“Yes, he is twenty-one years old; he knows all about tree-clipping, which is the most necessary thing of all—he knows how to read and how to write; but that is not all; he must have influence.”
“Well, Master Yeri, I still have some influence in the Department of Forests and Rivers. This day fortnight, or three weeks at the latest, Karl Imnant shall be Assistant Forester of the Grinderwald, and I ask the hand of your daughter Charlotte for this brave young man.”
At this request, Charlotte, who had blushed and trembled with fear, uttered a cry and fell back into her mother’s arms.
Her father looking at her severely, said: “What is the matter, Charlotte? Do you refuse?”
“Oh, no, no, father—no!”
“That is as it should be! As for myself, I should never have refused any request of Mr. Zacharias Seiler’s! Come here and embrace your benefactor.”
Charlotte ran toward him and the old man pressed her to his heart, gazing long and earnestly at her, with eyes filled with tears. Then pleading business he started home, with only a crust of bread in his basket for breakfast.
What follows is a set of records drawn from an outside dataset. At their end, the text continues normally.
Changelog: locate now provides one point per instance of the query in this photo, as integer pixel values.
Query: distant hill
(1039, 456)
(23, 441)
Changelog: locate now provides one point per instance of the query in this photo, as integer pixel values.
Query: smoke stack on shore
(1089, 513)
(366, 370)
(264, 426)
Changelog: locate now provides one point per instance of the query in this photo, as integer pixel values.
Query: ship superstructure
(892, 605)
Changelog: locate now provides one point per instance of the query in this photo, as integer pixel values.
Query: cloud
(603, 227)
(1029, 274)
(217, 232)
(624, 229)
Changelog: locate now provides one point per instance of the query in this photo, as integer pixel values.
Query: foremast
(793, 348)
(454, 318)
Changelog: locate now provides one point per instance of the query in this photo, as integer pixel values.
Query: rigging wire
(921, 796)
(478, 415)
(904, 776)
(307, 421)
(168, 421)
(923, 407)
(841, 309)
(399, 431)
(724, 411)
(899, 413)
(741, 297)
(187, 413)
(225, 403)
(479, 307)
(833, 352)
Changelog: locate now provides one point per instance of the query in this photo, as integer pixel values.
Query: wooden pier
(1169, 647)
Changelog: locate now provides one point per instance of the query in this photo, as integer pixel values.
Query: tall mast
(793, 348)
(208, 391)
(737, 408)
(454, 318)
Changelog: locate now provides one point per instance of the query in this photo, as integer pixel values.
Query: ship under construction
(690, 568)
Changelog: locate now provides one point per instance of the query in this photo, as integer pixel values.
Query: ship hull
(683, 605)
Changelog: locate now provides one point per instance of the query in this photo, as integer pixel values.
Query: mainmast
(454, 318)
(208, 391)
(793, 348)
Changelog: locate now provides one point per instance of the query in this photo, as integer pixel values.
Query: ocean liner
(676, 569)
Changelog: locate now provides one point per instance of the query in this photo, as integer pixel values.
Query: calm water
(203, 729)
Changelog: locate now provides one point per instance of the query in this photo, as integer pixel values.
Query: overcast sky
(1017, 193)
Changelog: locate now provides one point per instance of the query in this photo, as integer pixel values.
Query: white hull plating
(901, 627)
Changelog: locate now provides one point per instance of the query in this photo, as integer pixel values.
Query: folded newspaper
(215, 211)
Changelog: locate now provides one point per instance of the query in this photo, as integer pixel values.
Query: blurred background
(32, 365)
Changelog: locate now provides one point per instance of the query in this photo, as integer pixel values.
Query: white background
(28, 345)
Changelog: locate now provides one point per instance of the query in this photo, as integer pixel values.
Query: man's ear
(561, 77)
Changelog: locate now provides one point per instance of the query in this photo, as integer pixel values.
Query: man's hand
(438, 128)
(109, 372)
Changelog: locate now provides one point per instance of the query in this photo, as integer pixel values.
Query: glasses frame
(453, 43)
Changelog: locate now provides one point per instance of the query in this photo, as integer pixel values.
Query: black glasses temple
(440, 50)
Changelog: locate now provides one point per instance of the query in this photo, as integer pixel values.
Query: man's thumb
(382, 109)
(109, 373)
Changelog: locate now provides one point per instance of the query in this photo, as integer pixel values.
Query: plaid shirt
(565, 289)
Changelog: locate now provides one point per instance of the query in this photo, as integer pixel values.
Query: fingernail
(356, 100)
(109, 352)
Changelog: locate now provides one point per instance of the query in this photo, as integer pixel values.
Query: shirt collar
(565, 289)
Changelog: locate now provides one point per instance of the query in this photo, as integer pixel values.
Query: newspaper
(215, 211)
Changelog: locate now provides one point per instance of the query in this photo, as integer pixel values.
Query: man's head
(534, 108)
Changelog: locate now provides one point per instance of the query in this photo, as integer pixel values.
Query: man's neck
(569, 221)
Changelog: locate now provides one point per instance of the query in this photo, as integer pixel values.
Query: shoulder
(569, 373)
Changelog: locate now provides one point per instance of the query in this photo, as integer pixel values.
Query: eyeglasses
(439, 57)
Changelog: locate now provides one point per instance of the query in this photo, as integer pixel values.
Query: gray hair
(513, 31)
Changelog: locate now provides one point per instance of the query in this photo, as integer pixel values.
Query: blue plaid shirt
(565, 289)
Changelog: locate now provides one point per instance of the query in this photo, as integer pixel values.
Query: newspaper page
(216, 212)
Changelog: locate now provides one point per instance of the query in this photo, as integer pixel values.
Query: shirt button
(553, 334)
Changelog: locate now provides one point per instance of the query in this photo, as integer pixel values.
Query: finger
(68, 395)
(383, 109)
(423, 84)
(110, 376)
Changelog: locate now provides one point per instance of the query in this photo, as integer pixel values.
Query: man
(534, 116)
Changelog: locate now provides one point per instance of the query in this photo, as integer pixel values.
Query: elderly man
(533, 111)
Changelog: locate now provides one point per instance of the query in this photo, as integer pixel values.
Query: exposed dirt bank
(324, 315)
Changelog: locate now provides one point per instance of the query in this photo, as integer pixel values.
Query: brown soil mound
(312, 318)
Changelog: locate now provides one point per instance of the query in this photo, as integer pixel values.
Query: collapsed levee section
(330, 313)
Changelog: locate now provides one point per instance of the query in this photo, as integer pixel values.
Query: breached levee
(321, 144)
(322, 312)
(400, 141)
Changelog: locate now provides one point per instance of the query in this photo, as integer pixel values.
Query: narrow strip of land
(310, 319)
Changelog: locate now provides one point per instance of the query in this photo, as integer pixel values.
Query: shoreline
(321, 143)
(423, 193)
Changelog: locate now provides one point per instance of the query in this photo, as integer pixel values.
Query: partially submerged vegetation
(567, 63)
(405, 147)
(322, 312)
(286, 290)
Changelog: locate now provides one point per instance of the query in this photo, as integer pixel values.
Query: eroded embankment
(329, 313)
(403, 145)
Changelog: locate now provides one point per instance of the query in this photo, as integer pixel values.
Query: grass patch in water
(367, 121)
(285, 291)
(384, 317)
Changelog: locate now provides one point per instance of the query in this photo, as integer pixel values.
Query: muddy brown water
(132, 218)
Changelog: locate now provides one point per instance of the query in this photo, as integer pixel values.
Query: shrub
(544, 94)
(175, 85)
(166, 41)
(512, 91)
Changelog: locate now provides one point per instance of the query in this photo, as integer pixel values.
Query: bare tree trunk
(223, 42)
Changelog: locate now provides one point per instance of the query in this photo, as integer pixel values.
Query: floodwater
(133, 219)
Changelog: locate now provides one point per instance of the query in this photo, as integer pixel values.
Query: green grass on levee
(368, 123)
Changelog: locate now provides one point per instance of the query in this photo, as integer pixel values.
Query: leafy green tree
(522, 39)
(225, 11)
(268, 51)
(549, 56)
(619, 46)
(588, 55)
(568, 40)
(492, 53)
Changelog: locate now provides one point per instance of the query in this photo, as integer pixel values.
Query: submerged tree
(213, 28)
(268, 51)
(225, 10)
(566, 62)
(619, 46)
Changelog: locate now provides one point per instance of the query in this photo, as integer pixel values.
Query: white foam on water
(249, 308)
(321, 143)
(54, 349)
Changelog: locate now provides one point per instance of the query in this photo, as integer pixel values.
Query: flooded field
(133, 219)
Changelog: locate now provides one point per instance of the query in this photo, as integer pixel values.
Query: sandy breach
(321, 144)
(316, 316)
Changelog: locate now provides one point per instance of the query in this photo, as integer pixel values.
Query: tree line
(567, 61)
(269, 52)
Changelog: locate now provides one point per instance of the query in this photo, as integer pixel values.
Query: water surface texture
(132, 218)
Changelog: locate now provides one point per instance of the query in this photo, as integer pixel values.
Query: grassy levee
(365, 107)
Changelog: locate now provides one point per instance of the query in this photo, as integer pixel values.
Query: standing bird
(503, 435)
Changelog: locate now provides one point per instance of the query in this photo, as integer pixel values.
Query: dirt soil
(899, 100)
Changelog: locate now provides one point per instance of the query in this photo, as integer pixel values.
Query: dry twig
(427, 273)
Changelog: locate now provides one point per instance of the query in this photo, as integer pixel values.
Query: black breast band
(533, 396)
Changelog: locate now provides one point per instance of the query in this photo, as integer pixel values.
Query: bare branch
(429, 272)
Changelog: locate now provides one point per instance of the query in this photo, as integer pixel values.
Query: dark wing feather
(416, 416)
Fifteen days afterward, Karl Imnant received the appointment of forester, taking his father’s place. Eight days later, he and Charlotte were married.
The guests drank the rich Rikevir wine, so highly esteemed by Yeri Foerster, and which seemed to him to have arrived so opportunely for the feast.
Mr. Zacharias Seiler was not present that day at the wedding, being ill at home. Since then he rarely goes fishing—and then, always to the Brünnen—toward the lake—on the other side of the mountain.